Filesystem path UTF-8 handing is inconsistent / UTF-8 interfaces aren't clearly documented

tehsausage commented 4 years ago

al_draw_text and related functions are not clear about the fact that they treat input strings as UTF-8

Although the documentation page makes many references to unicode, its not specified that the char*s passed to text drawing functions will be interpreted as UTF-8 strings, as opposed to an 8-bit character set.

Likewise, all functions that accept a filename are unclear about the fact that the filename string is treated as UTF-8, which is important on Windows where a utf8->utf16 conversion is done on the filename.

tehsausage commented 4 years ago

List of Allegro interfaces taking filenames as const char*:

* al_load_config_file
* al_save_config_file
* al_fopen
* al_fopen_interface
* al_make_temp_file

* al_create_path
* al_create_path_for_directory
* al_set_path_drive
* al_append_path_component
* al_insert_path_component
* al_replace_path_component
* al_set_path_filename
* al_set_path_extension

* al_create_fs_entry
* al_filename_exists
* al_remove_filename
* al_change_directory
* al_make_directory

* al_load_bitmap
* al_load_bitmap_flags
* al_save_bitmap
* al_identify_bitmap
* al_register_bitmap_loader (extension only)
* al_register_bitmap_saver (extension only)
* al_register_bitmap_loader_f (extension only)
* al_register_bitmap_saver_f (extension only)

* al_attach_shader_source_file

* al_register_sample_loader (extension only-ish)
* al_register_sample_loader_f (extension only)
* al_register_sample_saver (extension only-ish)
* al_register_sample_saver_f (extension only)
* al_register_audio_stream_loader (extension only-ish)
* al_register_audio_stream_loader_f (extension only)
* al_load_sample
* al_load_sample_f (extension only)
* al_load_audio_stream
* al_load_audio_stream_f (extension only)
* al_save_sample
* al_save_sample_f (extension_only)

* al_load_bitmap_font
* al_load_bitmap_font_flags
* al_load_ttf_font
* al_load_ttf_font_f
* al_load_ttf_font_stretch
* al_load_ttf_font_stretch_f

* al_open_video

* al_create_native_file_dialog (also filename related)
* al_get_native_file_dialog_path (also filename related)

List of Allegro interfaces returning filenames as as const char*:

* al_get_path_drive
* al_get_path_tail
* al_get_path_filename
* al_get_path_basename
* al_get_path_extension
* al_path_cstr

* al_get_fs_entry_name (UTF-8 is documented! ^1)
* al_get_current_directory

List of Allegro functions interpreting const char* strings as UTF-8 for rendering text:

* al_get_text_width
* al_draw_text
* al_draw_justified_text
* al_draw_textf
* al_draw_justified_textf
* al_draw_multiline_text
* al_draw_multiline_textf
* al_do_multiline_text

^1 al_get_fs_entry_name interestingly mentions issues where the filesystem might not be UTF-8, presumably on Linux when the locale is not set to a UTF-8 one:

Note that the filesystem encoding may not be known and the conversion to UTF-8 could in very rare cases cause this to return an invalid path.
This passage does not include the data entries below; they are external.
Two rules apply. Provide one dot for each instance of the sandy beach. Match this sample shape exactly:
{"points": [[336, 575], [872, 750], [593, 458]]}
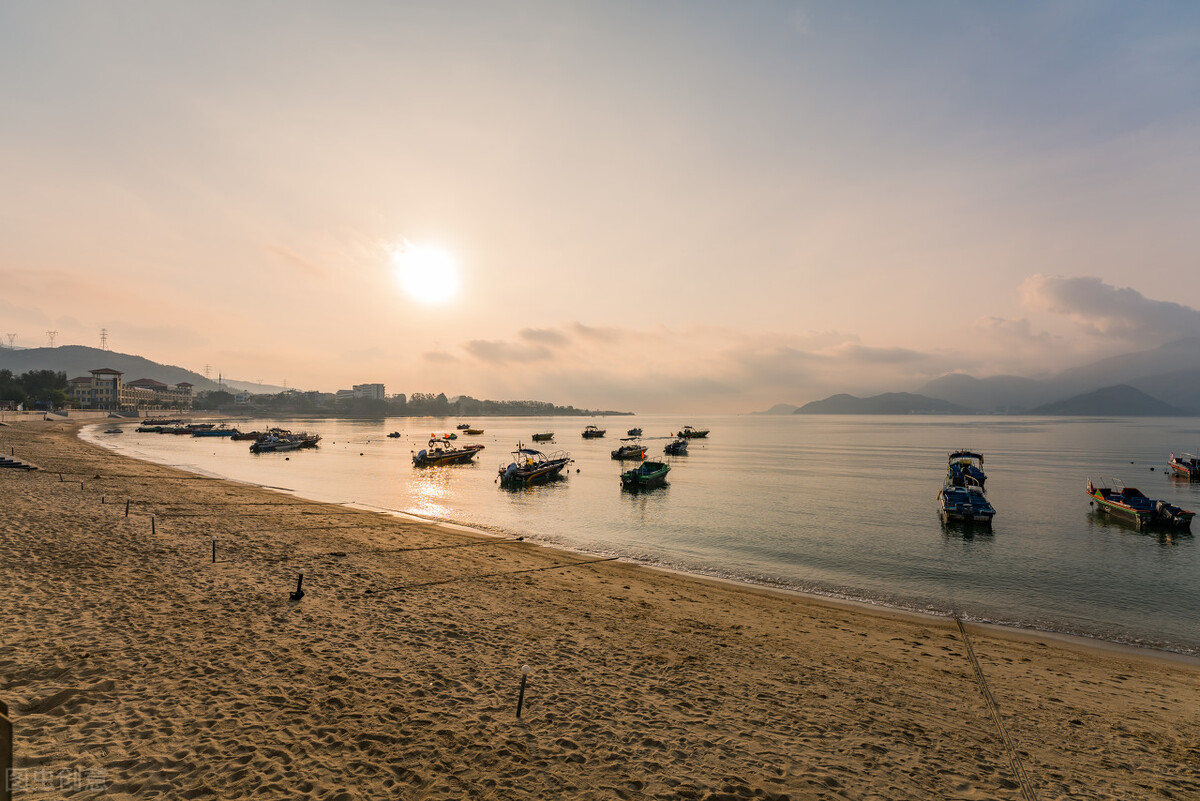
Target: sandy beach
{"points": [[136, 667]]}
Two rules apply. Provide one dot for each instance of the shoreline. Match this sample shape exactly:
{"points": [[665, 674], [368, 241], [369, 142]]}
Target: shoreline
{"points": [[133, 657], [1026, 633]]}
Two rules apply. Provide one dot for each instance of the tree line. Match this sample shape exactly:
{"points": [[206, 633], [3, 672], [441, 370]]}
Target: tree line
{"points": [[419, 404]]}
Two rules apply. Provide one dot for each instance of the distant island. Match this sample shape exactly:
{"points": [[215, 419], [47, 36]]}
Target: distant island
{"points": [[889, 403]]}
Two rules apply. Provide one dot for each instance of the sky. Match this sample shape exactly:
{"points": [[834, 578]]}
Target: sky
{"points": [[652, 206]]}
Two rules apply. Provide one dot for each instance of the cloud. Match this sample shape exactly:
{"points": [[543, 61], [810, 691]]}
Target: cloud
{"points": [[502, 353], [545, 336], [1107, 311]]}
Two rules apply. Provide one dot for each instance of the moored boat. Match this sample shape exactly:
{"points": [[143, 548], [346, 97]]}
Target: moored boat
{"points": [[441, 452], [628, 450], [964, 468], [676, 447], [966, 504], [1186, 465], [646, 475], [1131, 505], [531, 467]]}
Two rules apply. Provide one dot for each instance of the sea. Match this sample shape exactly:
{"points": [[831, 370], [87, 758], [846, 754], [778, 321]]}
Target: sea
{"points": [[839, 506]]}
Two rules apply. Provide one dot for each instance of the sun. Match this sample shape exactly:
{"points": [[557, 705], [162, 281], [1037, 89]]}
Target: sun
{"points": [[426, 272]]}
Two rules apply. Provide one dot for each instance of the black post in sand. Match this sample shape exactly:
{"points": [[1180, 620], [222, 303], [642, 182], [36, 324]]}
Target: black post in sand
{"points": [[525, 675], [299, 592]]}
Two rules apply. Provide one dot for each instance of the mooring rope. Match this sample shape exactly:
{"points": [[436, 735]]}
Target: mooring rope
{"points": [[479, 576], [1013, 757]]}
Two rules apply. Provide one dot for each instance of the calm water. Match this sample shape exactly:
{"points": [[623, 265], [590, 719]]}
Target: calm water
{"points": [[843, 506]]}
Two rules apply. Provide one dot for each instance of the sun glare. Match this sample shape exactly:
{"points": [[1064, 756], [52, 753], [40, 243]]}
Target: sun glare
{"points": [[427, 273]]}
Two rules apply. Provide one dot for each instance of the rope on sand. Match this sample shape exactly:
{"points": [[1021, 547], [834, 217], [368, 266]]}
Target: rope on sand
{"points": [[479, 576], [1013, 757]]}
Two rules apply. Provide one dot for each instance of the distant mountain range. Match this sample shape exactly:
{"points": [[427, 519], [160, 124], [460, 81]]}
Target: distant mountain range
{"points": [[77, 360], [1161, 381]]}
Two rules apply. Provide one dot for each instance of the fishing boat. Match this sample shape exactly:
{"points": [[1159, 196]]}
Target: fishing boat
{"points": [[220, 431], [965, 503], [1131, 505], [1186, 465], [441, 452], [965, 468], [676, 447], [629, 450], [531, 467], [646, 475]]}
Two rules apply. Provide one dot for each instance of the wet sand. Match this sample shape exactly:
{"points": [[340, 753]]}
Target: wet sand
{"points": [[136, 667]]}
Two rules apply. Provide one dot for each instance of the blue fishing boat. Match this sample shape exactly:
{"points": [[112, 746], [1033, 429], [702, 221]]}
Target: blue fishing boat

Window titles are also another point where the encoding of strings inside of the program are relevant to the external environment.

As implemented, like with filenames, the Windows code-path is assuming the strings are UTF-8.

List of Allegro functions interpeting const char* as platform-dependant strings:

* al_set_window_title
* al_set_new_window_title
* al_get_new_window_title

And a similar story for other strings presented using native UI components:

* al_create_native_file_dialog
* al_show_native_message_box
* al_open_native_text_log
* al_append_native_text_log
* al_append_menu_item
* al_insert_menu_item
* al_get_menu_item_caption
* al_set_menu_item_caption

There are a lot of functions, so I think this could all be covered by a general statement on the highest level documentation page (currently the "Getting started guide").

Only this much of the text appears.